Was a bit worried it would go up somewhat, in line with a general rise in premiums and maybe hefty 35 claims....

But it has stayed the same as last year ( well £10 less to be precise :bowdown1: )



.


----------



## sumo69 (Mar 31, 2008)

My Admiral cover renews next week.

I am 46, 11 years NCD, no points(!!), car in communal underground carpark.

£737

Just need to see if I can get them to agree to do a remap!

D


----------



## SensoryTerror (Oct 23, 2010)

Im 31 8 year NCB and ive been quoted £1,579. Im pretty happy with that seeing as some people are getting quotes close to £3,000.00


----------



## Zed Ed (Oct 24, 2007)

Sounds ok

I'm 40, mucho no claims, no accidents or convictions, but car parked on street in high risk London area; £1140


----------



## sumo69 (Mar 31, 2008)

I have just renegotiated my GTR cover with Admiral down to £666!!

I then asked about remaps and exhausts expecting the 2 finger salute - to my surprise they will now cover a 75bhp uplift and exhaust....for the pricely sum of a further £14!!

I just need to decide whether to go with a competitor who offer 5 trackdays inclusive - they want £898 which is pretty reasonable and allow all mods!

Opinions?

D


----------



## Zed Ed (Oct 24, 2007)

If it says 'remap 10%' , or similar, on your paperwork then you are fine:bowdown1:

They told me they didn't cover remaps, only replacement ECU!! That was a while back.

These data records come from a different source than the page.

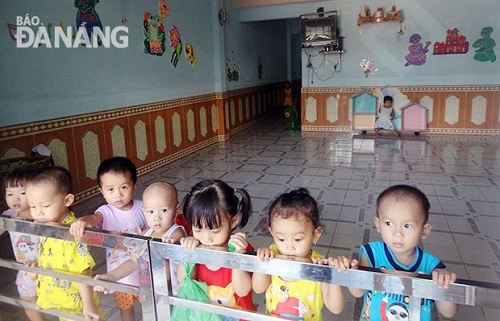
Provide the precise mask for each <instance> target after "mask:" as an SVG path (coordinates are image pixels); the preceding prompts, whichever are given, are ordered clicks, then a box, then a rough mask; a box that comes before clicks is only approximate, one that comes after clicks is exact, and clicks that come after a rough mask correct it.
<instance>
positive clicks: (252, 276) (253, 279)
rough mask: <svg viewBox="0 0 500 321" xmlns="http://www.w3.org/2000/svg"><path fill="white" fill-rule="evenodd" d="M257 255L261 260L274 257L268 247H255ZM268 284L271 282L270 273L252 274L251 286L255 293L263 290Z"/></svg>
mask: <svg viewBox="0 0 500 321" xmlns="http://www.w3.org/2000/svg"><path fill="white" fill-rule="evenodd" d="M257 257H258V258H259V259H260V261H261V262H268V261H269V260H272V259H273V258H274V252H273V251H272V250H271V249H270V248H268V247H263V248H259V249H257ZM269 284H271V276H270V275H268V274H264V273H257V272H255V273H254V274H253V275H252V288H253V290H254V292H255V293H258V294H260V293H263V292H265V291H266V290H267V288H268V287H269Z"/></svg>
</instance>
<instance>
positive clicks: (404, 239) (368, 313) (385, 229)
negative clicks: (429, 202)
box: [336, 185, 457, 321]
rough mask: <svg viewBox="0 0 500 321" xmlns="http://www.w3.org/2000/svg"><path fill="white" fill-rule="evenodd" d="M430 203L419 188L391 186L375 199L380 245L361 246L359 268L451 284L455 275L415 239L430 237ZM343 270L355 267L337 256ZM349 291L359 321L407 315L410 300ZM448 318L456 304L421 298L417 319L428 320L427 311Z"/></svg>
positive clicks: (371, 290) (407, 315) (370, 320)
mask: <svg viewBox="0 0 500 321" xmlns="http://www.w3.org/2000/svg"><path fill="white" fill-rule="evenodd" d="M429 209H430V204H429V200H428V199H427V197H426V196H425V194H424V193H422V192H421V191H420V190H419V189H417V188H415V187H412V186H409V185H394V186H391V187H389V188H387V189H386V190H384V191H383V192H382V194H380V196H379V197H378V199H377V215H376V217H375V219H374V220H375V226H376V228H377V231H378V232H379V233H380V234H381V236H382V240H383V241H377V242H371V243H368V244H365V245H363V246H361V248H360V253H359V266H367V267H372V268H377V269H387V270H396V271H405V272H413V273H423V274H430V275H432V280H433V282H434V283H435V284H436V285H437V286H438V287H440V288H447V287H448V286H449V285H450V284H451V283H453V282H455V280H456V279H457V275H456V274H455V273H453V272H450V271H448V270H447V269H446V266H445V265H444V264H443V262H441V261H440V260H439V259H438V258H437V257H435V256H433V255H432V254H430V253H427V252H425V251H423V250H422V249H420V248H419V247H418V246H417V245H418V243H419V242H420V239H425V238H427V237H428V236H429V234H430V232H431V229H432V225H431V223H429V222H428V219H429ZM336 260H338V261H339V262H337V263H338V264H339V265H338V266H341V268H340V269H342V270H344V271H345V270H347V268H348V267H349V265H351V268H356V267H357V264H358V263H357V261H356V260H352V261H350V260H348V259H346V258H345V257H344V258H336ZM349 291H350V292H351V294H352V295H354V296H355V297H361V296H363V295H364V302H363V309H362V311H361V316H360V320H362V321H385V320H395V319H394V318H397V319H398V320H403V319H404V320H406V319H407V318H408V317H409V297H407V296H404V295H396V294H391V293H386V292H378V291H372V290H364V289H352V288H349ZM434 304H435V305H436V307H437V309H438V311H439V312H440V313H442V314H443V315H444V316H445V317H447V318H451V317H453V316H454V315H455V313H456V311H457V305H456V304H454V303H451V302H447V301H436V302H434V301H433V300H429V299H423V300H422V303H421V310H420V320H425V321H430V320H431V308H432V307H433V306H434Z"/></svg>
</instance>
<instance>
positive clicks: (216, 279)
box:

I'd get the paperwork, then tune 



sumo69 said:


> I have just renegotiated my GTR cover with Admiral down to £666!!
> 
> I then asked about remaps and exhausts expecting the 2 finger salute - to my surprise they will now cover a 75bhp uplift and exhaust....for the pricely sum of a further £14!!
> 
> ...


----------



## paul__k (Dec 8, 2007)

> I just need to decide whether to go with a competitor who offer 5 trackdays inclusive


Can I ask who this is? 

I don't intend to stay with Admiral anymore unless I can get seperate track cover.


----------



## sumo69 (Mar 31, 2008)

paul__k said:


> Can I ask who this is?
> 
> I don't intend to stay with Admiral anymore unless I can get seperate track cover.


PM me your e-mail address and I will give you all the details. :clap:

D


----------



## GTR_Steve (Sep 4, 2008)

Paul,
I have used Competition Car Insurance, £895 including 5 track days.


----------



## sumo69 (Mar 31, 2008)

GTR_Steve said:


> Paul,
> I have used Competition Car Insurance, £895 including 5 track days.


Thats who I used and exactly the same premium!

D


----------